Ever since I got a cool book on knitting for beginners from my former roommate three Christmases ago, I have been trying to teach myself to knit. I commandeered my mom’s stash of needles, yarns and other miscellaneous knitting tools and started project after project, many of which remain incomplete. Why? Knitting is a hard craft to learn when you’ve been trained to crochet for most of your life. I won’t go into all the nitty-gritty details, but basically, I had such a hard time trying to maneuver two needles and made many mistakes along the way that I would give up, try again, give up and try again.

This week, I decided to try again. I am disassembling a crochet sweater that I tried to make for DL (see below for the back story on that fiasco), and am making a knit, sleeveless sweater for myself. This has become my commuter project. So far, so good. The right side of my brain is overjoyed that it’s being put to use, while the left side is enjoying the break. We’ll see how long this lasts…

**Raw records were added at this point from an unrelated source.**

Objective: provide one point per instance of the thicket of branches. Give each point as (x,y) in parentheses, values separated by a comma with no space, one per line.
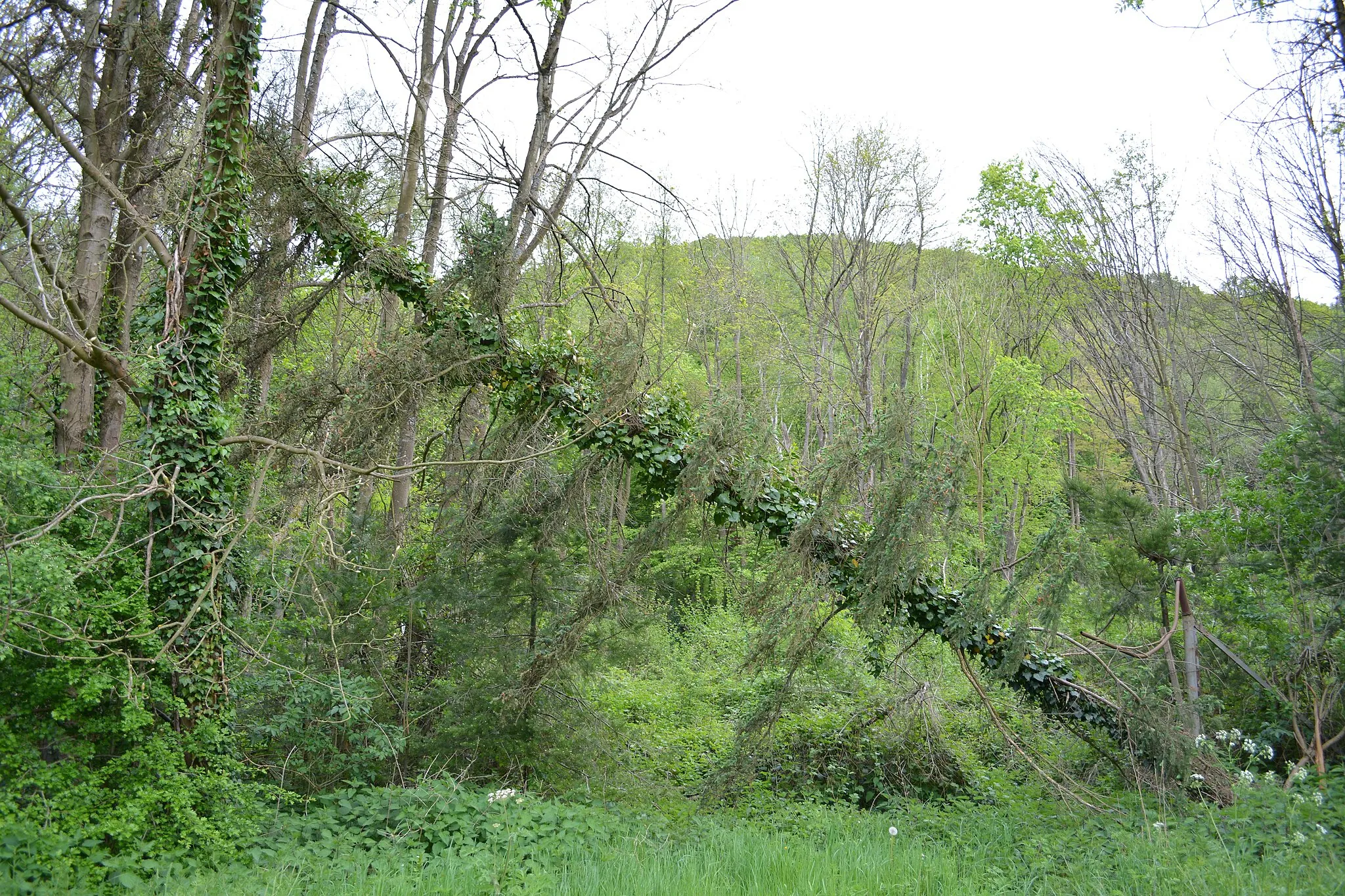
(345,440)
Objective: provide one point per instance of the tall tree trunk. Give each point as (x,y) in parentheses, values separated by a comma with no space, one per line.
(185,419)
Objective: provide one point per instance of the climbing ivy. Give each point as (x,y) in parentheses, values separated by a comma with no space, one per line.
(654,436)
(185,419)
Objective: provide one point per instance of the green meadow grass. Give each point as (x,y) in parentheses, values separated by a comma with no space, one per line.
(848,853)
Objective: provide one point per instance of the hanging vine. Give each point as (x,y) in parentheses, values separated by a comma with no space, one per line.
(185,419)
(654,436)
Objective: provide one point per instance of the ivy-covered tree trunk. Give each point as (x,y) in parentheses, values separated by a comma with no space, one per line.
(185,419)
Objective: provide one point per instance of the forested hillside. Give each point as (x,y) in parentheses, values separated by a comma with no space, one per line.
(396,498)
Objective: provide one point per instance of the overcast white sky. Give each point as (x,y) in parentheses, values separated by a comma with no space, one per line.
(975,81)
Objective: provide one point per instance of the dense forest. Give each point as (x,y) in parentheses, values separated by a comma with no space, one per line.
(397,499)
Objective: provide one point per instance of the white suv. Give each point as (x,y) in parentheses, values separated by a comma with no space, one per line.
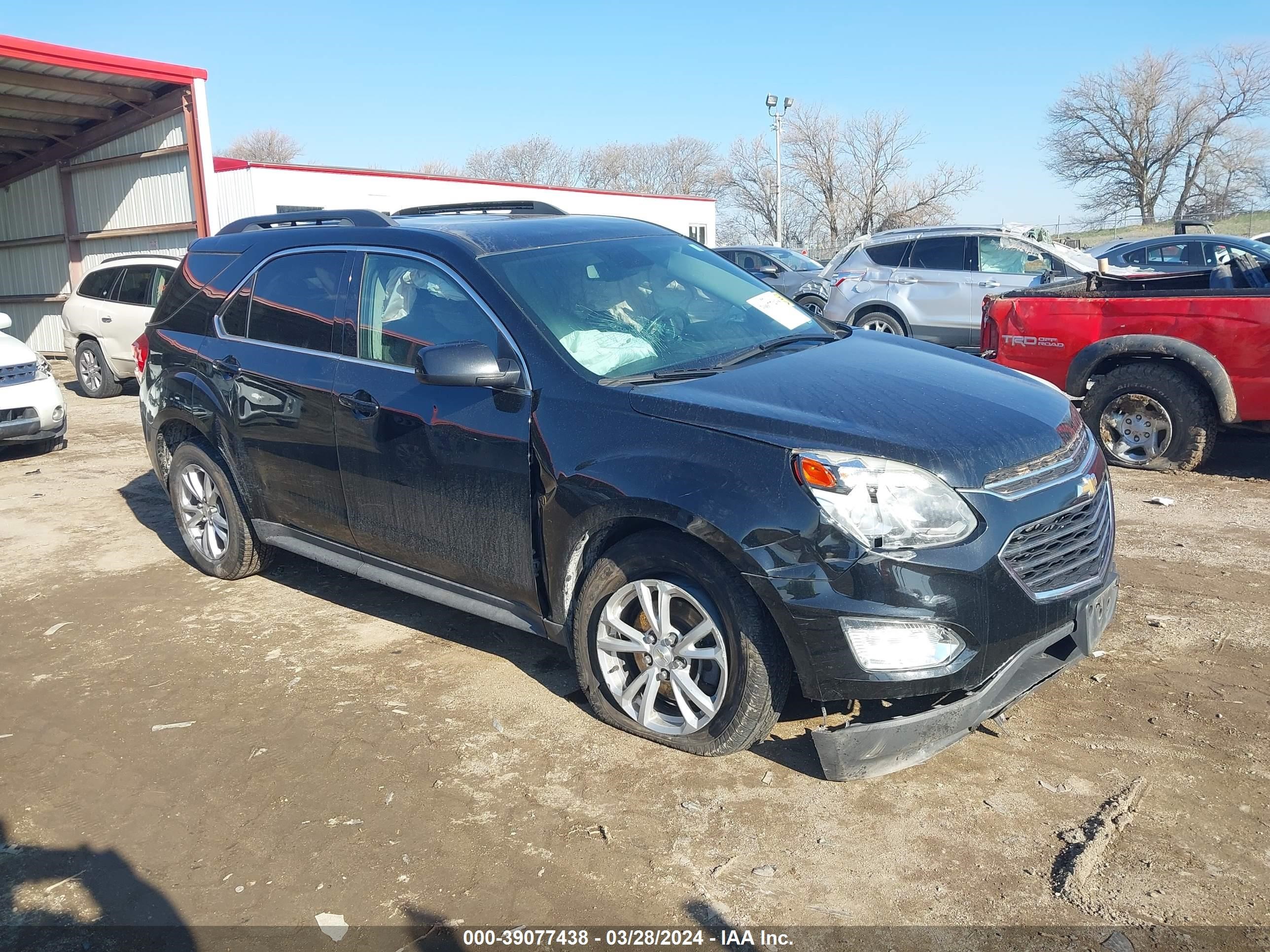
(32,409)
(930,283)
(107,312)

Back-story on DL’s Sweater:
So last year, I decided to make a sweater for my boyfriend. It sounds sweet, but it was more of a sweat and tears project, if you ask me. After spending a few days on deciding whether to knit or crochet it (no doubt, knitting works much better for clothing; however, I just work faster with a crochet needle), I took the easy way out and choose crochet. This was the first of many critical mistakes in making this doomed project. Long story short, the almost-finished sweater weighs about 20lbs and the sleeves extend four inches form DL’s fingertips. After he tried it on the first time, I quickly came to terms with the fact that it looked horrible and that he would never wear it. So for about a year, it sat in my unfinished project pile. This is what I learned and what I hope to avoid this time around:

  1. Even if you find a pattern, don’t crochet sweaters. The finished product usually looks weird.
  2. Always check your gauge!
  3. Don’t knit during a heat wave. Your project will feel like blanket and you will be miserable.
  4. Measure as you go, not when the project is almost done!